Chandler lives in a very near future world in which possession is all too common. It began very suddenly, almost overnight. Since then civilisation has been brought to its knees by an extraordinary epidemic of demonic possession. The world has reverted to a state of near-barbarism. Orgies of murder and destruction are commonplace. Terror stalks the world.
Chandler, having escaped being shot, discovers a strange little community known as the Orphalese. They believe they have found two defences against possession - pain and the writings of Kahlil Gibran (whose works were quite a thing in the U.S. at that time among those with a taste for esoteric spirituality). Maybe there is hope after all.
Chandler later finds himself possessed again and ends up in Hawaii. He hasn’t gone there of his own free will. He was driven to go. For an important project. But for whom?
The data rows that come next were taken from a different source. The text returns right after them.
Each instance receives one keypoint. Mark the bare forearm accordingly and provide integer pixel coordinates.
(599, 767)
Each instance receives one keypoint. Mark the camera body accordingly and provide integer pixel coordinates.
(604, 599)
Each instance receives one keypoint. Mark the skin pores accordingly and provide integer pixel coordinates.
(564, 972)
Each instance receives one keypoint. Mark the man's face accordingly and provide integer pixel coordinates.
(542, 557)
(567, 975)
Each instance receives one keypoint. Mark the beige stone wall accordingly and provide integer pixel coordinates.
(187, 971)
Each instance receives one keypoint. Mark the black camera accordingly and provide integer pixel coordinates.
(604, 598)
The possessions are real, but it’s not demons doing the possessing. Whether it’s a good thing or a bad thing that actual demons are not involved is debatable. Either way there seems to be no effective defence. Most people have given up even trying to resist.
Chandler slowly puts the pieces of the puzzle together and figures out what is going on. He just can’t see that he can do anything about it. And he has no idea how it is all likely to end.
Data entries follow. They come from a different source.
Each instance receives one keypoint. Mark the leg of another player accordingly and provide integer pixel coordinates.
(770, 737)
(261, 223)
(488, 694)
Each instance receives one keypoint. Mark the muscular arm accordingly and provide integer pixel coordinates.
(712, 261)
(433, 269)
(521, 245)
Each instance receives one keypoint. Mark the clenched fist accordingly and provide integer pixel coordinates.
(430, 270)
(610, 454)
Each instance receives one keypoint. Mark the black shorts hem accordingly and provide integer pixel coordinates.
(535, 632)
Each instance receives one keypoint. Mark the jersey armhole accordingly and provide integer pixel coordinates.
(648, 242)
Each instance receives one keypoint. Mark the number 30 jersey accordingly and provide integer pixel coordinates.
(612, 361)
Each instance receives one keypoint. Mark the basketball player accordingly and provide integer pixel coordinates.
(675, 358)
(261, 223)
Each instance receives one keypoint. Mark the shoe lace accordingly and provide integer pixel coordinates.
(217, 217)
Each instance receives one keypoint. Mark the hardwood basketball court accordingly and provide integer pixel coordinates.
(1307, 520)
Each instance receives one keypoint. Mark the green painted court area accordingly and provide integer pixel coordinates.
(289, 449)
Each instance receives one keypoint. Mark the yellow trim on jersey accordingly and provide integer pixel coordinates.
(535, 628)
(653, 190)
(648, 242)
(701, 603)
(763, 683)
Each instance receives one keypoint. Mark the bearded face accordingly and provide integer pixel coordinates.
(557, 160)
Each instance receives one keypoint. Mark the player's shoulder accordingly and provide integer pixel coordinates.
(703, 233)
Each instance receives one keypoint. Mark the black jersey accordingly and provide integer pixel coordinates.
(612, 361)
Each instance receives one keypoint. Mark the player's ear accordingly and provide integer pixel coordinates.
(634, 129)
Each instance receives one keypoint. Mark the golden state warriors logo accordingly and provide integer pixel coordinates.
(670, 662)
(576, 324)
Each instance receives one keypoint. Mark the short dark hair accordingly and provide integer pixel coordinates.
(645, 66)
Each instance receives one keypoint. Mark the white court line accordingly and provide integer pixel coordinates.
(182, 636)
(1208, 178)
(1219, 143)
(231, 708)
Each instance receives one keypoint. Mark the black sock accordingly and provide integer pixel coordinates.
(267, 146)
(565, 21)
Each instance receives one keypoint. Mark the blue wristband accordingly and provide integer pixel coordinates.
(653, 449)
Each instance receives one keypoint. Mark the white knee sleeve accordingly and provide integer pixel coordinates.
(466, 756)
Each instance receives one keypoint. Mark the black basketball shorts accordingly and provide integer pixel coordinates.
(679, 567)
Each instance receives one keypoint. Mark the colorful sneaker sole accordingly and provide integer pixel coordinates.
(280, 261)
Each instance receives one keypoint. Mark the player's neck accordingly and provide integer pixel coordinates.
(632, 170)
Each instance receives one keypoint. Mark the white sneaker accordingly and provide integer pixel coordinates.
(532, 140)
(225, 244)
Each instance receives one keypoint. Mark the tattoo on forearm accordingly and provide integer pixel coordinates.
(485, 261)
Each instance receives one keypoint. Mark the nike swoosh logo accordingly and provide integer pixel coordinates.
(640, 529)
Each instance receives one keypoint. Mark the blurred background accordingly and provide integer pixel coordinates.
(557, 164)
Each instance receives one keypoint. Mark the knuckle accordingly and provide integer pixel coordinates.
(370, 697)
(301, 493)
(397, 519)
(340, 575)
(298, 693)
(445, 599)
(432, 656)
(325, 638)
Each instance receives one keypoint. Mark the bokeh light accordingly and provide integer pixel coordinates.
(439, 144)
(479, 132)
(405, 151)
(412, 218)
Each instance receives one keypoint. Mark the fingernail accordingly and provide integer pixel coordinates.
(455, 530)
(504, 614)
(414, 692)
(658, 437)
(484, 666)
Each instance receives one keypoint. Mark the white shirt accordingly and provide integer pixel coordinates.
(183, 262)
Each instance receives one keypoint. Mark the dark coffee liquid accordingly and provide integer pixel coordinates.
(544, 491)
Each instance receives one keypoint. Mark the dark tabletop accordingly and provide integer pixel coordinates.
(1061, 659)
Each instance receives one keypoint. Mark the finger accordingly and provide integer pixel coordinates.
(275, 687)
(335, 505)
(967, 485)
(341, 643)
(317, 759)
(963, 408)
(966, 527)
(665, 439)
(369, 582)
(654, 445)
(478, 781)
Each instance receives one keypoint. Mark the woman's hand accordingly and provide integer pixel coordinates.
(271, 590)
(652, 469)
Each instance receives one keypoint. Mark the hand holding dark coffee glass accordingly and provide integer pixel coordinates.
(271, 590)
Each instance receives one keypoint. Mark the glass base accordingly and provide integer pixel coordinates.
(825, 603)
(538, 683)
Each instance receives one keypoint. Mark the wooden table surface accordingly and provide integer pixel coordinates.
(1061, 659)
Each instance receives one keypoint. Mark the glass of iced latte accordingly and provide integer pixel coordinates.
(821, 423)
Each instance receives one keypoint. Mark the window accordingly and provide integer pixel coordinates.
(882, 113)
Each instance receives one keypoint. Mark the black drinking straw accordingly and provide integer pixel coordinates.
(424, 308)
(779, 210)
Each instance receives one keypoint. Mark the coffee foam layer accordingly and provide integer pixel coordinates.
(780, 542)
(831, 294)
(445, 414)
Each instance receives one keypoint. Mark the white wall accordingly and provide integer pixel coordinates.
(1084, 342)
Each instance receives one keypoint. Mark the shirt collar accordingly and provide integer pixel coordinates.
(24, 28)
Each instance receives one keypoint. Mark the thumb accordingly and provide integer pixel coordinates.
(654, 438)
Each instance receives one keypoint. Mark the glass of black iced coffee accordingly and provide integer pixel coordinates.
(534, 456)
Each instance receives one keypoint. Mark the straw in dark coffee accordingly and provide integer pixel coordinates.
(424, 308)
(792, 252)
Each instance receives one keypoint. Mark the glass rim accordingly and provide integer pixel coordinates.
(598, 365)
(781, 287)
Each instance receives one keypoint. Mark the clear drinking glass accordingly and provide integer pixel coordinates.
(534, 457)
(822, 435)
There’s also Rosalie and she’s a disturbing factor. He’s not quite sure where Rosalie stands, or where he stands with her. Her loyalties are at best uncertain. Perhaps he should not trust her at all. Perhaps he will have to trust her. Having nothing to do with her is not an option.
There are no actual demons but there are things worse than demons. I don’t want to reveal what those things are because that is something that is revealed gradually and I have no desire to reveal spoilers.
This is a science fiction novel rather than a fantasy or horror novel, although there are worse horrors in this book than in most out-and-out horror novels.
The novel taps into one of the major obsessions of the period (the early 60s) but again I’m reluctant to be any more specific than that, other than to say that it taps into that obsession in a fascinating way and with a few original touches.
Pohl certainly knows how to create an atmosphere of paranoia and despair. Time and again Chandler thinks he’s found a reason to hope only to have that hope brutally snatched away from him.
And I do love the ending.
A Plague of Pythons is highly recommended.
This one is paired with The Bees of Death by Robert Moore Williams in an Armchair Fiction double-header paperback. In this case you get two very good very interesting novels so this paperback is a very worthwhile purchase.